Enrichment pipeline & data plays
Every phase below maps to real scripts and JSON artifacts in the repo. Visual enrichment is what you see in the UI (badges, flows, charts); data opportunities are angles you can still productize or research.
Phases (chronological story)
Not every run executes every sub-phase; build_comprehensive.py is the final join that turns partial progress into one row per horse.
auction / listing scrapers → horses2
Raw lots: name, sire, price, source_key, initial pedigree. This is the commercial spine every later phase hangs on.
enrichment/phase2_progeny.py
Paginates HorseTelex sire pages; builds offspring index (name → damsire, jumpscore).
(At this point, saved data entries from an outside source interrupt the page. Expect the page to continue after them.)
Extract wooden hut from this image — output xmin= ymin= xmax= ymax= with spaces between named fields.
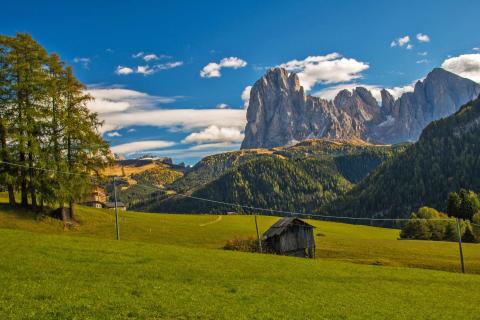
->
xmin=263 ymin=217 xmax=315 ymax=258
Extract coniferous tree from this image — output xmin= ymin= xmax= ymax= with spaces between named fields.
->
xmin=0 ymin=32 xmax=112 ymax=221
xmin=0 ymin=36 xmax=16 ymax=206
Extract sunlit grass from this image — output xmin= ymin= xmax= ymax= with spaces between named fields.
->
xmin=1 ymin=228 xmax=479 ymax=319
xmin=0 ymin=199 xmax=478 ymax=274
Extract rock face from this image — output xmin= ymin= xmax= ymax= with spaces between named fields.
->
xmin=241 ymin=67 xmax=480 ymax=149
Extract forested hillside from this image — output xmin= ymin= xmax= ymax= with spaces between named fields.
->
xmin=101 ymin=160 xmax=184 ymax=207
xmin=327 ymin=97 xmax=480 ymax=218
xmin=136 ymin=139 xmax=405 ymax=213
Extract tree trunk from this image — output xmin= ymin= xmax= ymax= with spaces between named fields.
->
xmin=8 ymin=185 xmax=15 ymax=207
xmin=69 ymin=200 xmax=75 ymax=221
xmin=28 ymin=150 xmax=37 ymax=211
xmin=0 ymin=122 xmax=16 ymax=207
xmin=59 ymin=203 xmax=68 ymax=223
xmin=20 ymin=178 xmax=28 ymax=207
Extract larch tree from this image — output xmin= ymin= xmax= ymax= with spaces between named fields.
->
xmin=0 ymin=32 xmax=112 ymax=221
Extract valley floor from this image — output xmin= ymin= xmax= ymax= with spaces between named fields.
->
xmin=0 ymin=203 xmax=478 ymax=274
xmin=1 ymin=200 xmax=480 ymax=319
xmin=1 ymin=228 xmax=480 ymax=319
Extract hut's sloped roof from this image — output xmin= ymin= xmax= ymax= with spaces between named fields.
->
xmin=263 ymin=217 xmax=315 ymax=238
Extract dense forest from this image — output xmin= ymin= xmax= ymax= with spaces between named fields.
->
xmin=327 ymin=98 xmax=480 ymax=219
xmin=135 ymin=140 xmax=405 ymax=214
xmin=0 ymin=33 xmax=111 ymax=221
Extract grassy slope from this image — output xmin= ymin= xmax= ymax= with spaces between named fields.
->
xmin=1 ymin=228 xmax=480 ymax=319
xmin=0 ymin=202 xmax=479 ymax=274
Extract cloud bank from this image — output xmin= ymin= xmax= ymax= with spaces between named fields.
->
xmin=441 ymin=53 xmax=480 ymax=83
xmin=278 ymin=53 xmax=369 ymax=90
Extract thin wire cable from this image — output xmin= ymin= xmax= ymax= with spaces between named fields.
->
xmin=130 ymin=180 xmax=458 ymax=222
xmin=0 ymin=160 xmax=95 ymax=177
xmin=0 ymin=159 xmax=474 ymax=223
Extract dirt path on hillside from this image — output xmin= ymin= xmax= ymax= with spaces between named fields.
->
xmin=199 ymin=215 xmax=222 ymax=227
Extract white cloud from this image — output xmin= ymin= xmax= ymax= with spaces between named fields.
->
xmin=143 ymin=54 xmax=159 ymax=61
xmin=115 ymin=62 xmax=183 ymax=76
xmin=132 ymin=52 xmax=171 ymax=61
xmin=416 ymin=59 xmax=429 ymax=64
xmin=99 ymin=108 xmax=246 ymax=133
xmin=418 ymin=51 xmax=428 ymax=56
xmin=182 ymin=126 xmax=244 ymax=144
xmin=155 ymin=61 xmax=183 ymax=70
xmin=115 ymin=66 xmax=134 ymax=75
xmin=441 ymin=53 xmax=480 ymax=83
xmin=85 ymin=87 xmax=176 ymax=115
xmin=136 ymin=65 xmax=154 ymax=75
xmin=314 ymin=82 xmax=415 ymax=103
xmin=142 ymin=142 xmax=241 ymax=164
xmin=200 ymin=57 xmax=247 ymax=78
xmin=314 ymin=84 xmax=383 ymax=103
xmin=111 ymin=140 xmax=175 ymax=154
xmin=278 ymin=53 xmax=369 ymax=90
xmin=73 ymin=57 xmax=91 ymax=68
xmin=86 ymin=87 xmax=246 ymax=134
xmin=391 ymin=35 xmax=410 ymax=48
xmin=386 ymin=84 xmax=415 ymax=99
xmin=406 ymin=44 xmax=413 ymax=50
xmin=473 ymin=47 xmax=480 ymax=52
xmin=416 ymin=33 xmax=430 ymax=42
xmin=216 ymin=103 xmax=229 ymax=109
xmin=106 ymin=131 xmax=122 ymax=137
xmin=241 ymin=86 xmax=252 ymax=108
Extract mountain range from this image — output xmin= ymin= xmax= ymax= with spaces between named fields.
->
xmin=327 ymin=96 xmax=480 ymax=218
xmin=131 ymin=67 xmax=480 ymax=220
xmin=242 ymin=67 xmax=480 ymax=149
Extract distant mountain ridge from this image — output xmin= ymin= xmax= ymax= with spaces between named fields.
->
xmin=242 ymin=67 xmax=480 ymax=149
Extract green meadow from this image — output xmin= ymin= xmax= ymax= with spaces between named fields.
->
xmin=0 ymin=202 xmax=478 ymax=274
xmin=1 ymin=199 xmax=480 ymax=319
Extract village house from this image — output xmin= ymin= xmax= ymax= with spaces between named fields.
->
xmin=82 ymin=185 xmax=107 ymax=208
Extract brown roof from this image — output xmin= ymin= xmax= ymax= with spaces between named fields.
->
xmin=263 ymin=217 xmax=315 ymax=238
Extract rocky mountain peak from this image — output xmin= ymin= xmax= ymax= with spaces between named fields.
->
xmin=242 ymin=67 xmax=480 ymax=149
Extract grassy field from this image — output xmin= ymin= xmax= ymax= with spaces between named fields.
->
xmin=1 ymin=228 xmax=480 ymax=319
xmin=0 ymin=201 xmax=479 ymax=274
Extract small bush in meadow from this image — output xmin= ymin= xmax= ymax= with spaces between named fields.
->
xmin=224 ymin=236 xmax=263 ymax=253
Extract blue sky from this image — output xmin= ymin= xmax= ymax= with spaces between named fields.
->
xmin=3 ymin=0 xmax=480 ymax=164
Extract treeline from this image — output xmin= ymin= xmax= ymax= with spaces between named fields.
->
xmin=400 ymin=190 xmax=480 ymax=242
xmin=0 ymin=33 xmax=111 ymax=220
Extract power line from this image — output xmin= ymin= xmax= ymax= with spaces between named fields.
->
xmin=1 ymin=159 xmax=478 ymax=224
xmin=129 ymin=180 xmax=460 ymax=222
xmin=0 ymin=160 xmax=95 ymax=177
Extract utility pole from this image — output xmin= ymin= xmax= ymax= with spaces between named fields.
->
xmin=113 ymin=176 xmax=120 ymax=240
xmin=456 ymin=218 xmax=465 ymax=273
xmin=254 ymin=214 xmax=262 ymax=253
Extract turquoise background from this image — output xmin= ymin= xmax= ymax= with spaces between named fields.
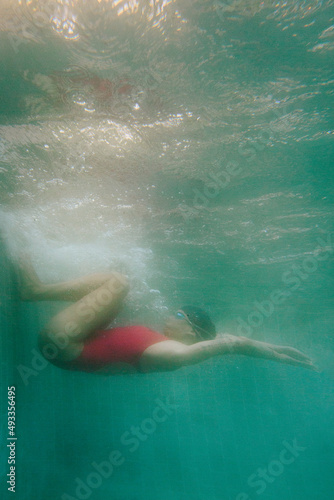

Powers damsire recovery and jumpscore via progeny inference.
phase3_multisource.py --phase 3a
SBS/KWPN/BWP style recovery: birth year, UELN, pedigree hints before HT retry.
phase3_multisource.py --phase 3b
Re-match HT using recovered YOB; fills ht_id, jumpscore, riders when possible.
phase3_fei_competition.py, phase3c_hippomundo*.py, phase4_*
FEI: Playwright search, heights → computed jumpscore mapping. Hippomundo: results pages, pagination, rate limits. Family expansion in phase4_hippomundo_family.
phase3_multisource.py --phase 3d
Tiered heuristics (studbook baselines, sex/age) with zero extra HTTP — feeds price_tier / estimate on horses.
phase3_multisource.py --phase 3e
Hooks embryo scoring into the same enrichment universe for Insights / ML summaries.
enrichment/wbfsh_scraper.py + indexes
Stallion ranking + breeder; FEI-index fallback fills pedigree gaps when HT is thin.
build_comprehensive.py
Per-field precedence (HT > prod > Hippo > WBFSH / progeny), data_sources[], jumpscore_source, single row per horse for API + UI.
enrich_api.py + Next.js frontend
FastAPI loads consolidated JSON; dashboard shows coverage, lineage, React Flow pipelines, Recharts ML lab.
Beyond raw columns: badges for data_sources, 15-hue theme tokens (nav accents, spectrum hairline, mesh background), horse detail lineage card, methodology & pipeline timelines, Insights charts (verdict pie, SHAP bars, model R²). React Flow graphs explain ingest vs ML paths.
Next visuals we could ship
- Heatmap: studbook × median sale_price (needs aggregation endpoint).
- Scatter: jumpscore vs log(price) with source hue (client-side from export or future /analytics).
- Geo: FEI country choropleth when fei_country coverage is high enough.
- Pedigree mini-graph for a horse (sire/dam/damsire nodes) with link-outs.
- Sparklines when longitudinal price or height series exist.
See also Methodology, Insights, and horse Search for lineage cards.
Sport vs commerce gap
Horses with sale_price but no jumpscore / FEI tell you ‘paper vs arena’ — good for buyer-risk flags.
Triple-system horses
Use source_overlaps (HT+FEI+Hippomundo) as a gold cohort for benchmarking model confidence.
Jumpscore provenance mix
Stratify models by jumpscore_source (HT vs progeny vs FEI-derived) to measure proxy noise.
Sire × damsire pricing
Cross-tab mean/median price — BLUP-style features already feed price_predictor; expose as a public chart later.
Registry + height story
FEI max_height vs studbook: who jumps above their paperwork?
Embryo vs foal listings
Filter names/metadata for embryo lots; compare predicted bands from embryo_predictions.json when mounted.